3. Learn how to cook the staples: Rice, pasta and potatoes are the staples that turn out to be key basics to every diet. Sure, they are all carbs but easy enough to cook. Get a rice cooker, follow the directions EXACTLY on the back of that pasta box or microwave those potatoes for 2 minutes each (after washing and piercing the skin) for a perfect baked potato. These are the staples to every meal and can be added with other options for a savoury dish.

4. Know how to cook 1-2 meals–Perfectly: I’m sure that you have your favourite dish that you can make with your eyes closed. It could be whipping up a cheese omelette, throwing together a healthy salad or some fried chicken, whatever it is, excel in it. Let this be your fall back dish, something that you know that you will never go wrong in.

5. Take Lessons: If you have extra money/time you can invest in a cooking class at the local university, a friend, your mom, some community classes at the YMCA or even a bonafide Cordon Bleu course. This might give you the added confidence you need in the kitchen and some more ideas to work with.

6. Shop for easy to cook, pre-packaged meals: Nowadays they make all kinds of dishes that are already pre-done found at your local grocery store. They have everything from pre-cooked meats, casseroles and pot pies. Sure it’s not original and authentic, but it’s edible and easy. Follow the directions on the back of the box exactly and you will get the desired results. If any catastrophic happens you can sue the company and make a load of moolah that you can use to hire your own cook. Either way, it’s a win/win scenario.

7. Get Recipes: The best way to enlarge your prowess in the kitchen is to cook, cook, cook. So look for recipes for different dishes on the Internet, try them out and then when you have it just right, serve it to your man.

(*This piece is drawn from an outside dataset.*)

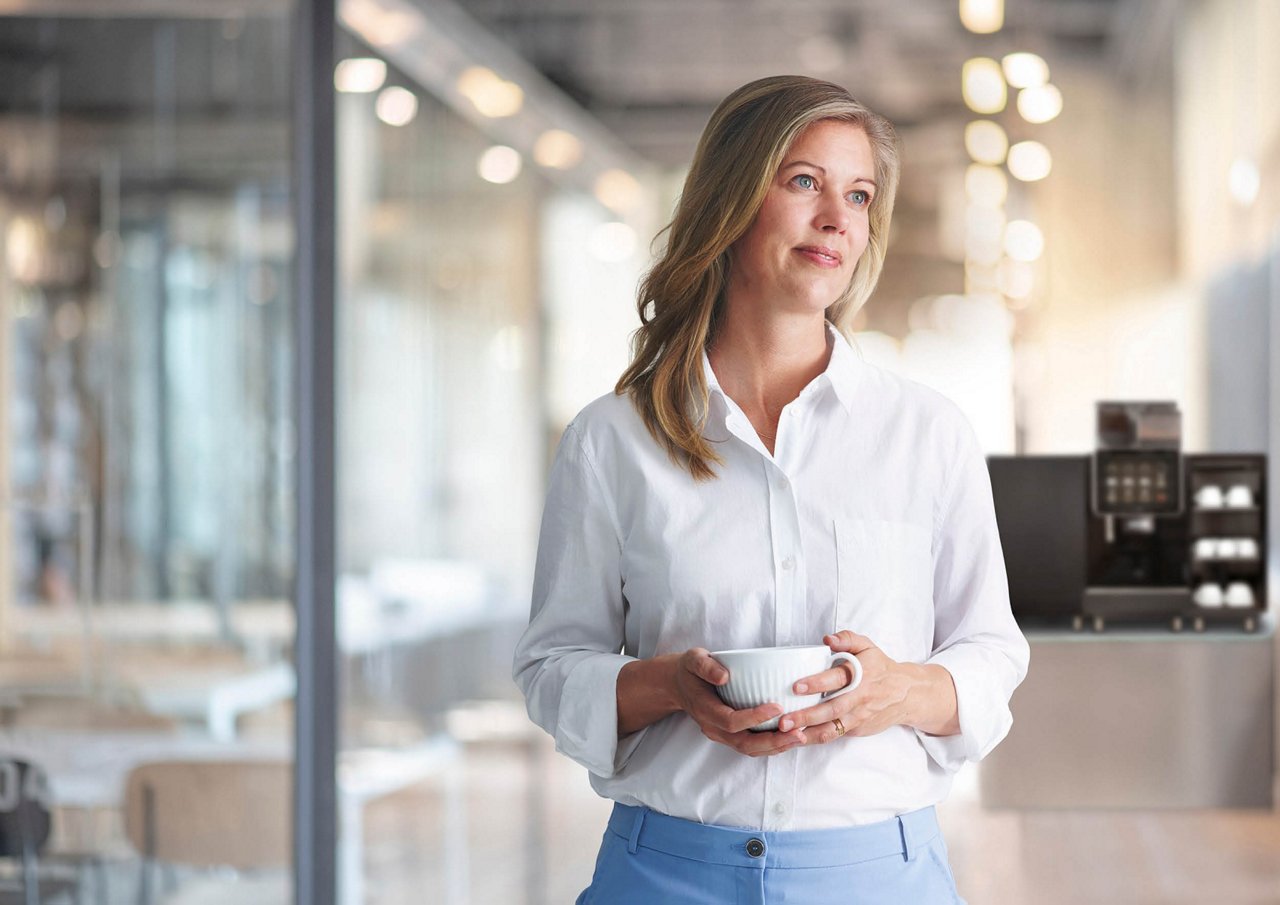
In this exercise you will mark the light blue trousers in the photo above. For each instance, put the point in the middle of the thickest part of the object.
(652, 859)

8. Set the Mood: You might just be serving up a chicken/pasta dinner, but with the right ambiance, he will feel like he’s dining like a king. Plus, every woman glows under candlelight so feel free to turn up the Luther Vandross, turn down the lights and break out your ’special’ china/lingerie.

9. Back up Plans: If your meal doesn’t turn out like you planned, you might have to trash it or feed it to Fido before he comes. Make sure you have the number of the deliveryman ready just in case.

10. Don’t Knock Your Cooking: It’s all in the presentation. If you present the meal to him like it’s the best dish on the face of the earth, he has no choice but to try it and enjoy it. He knows that he can’t criticise you for trying and will in fact just appreciate the gesture rather than laugh at you. Or else....

Your thoughts?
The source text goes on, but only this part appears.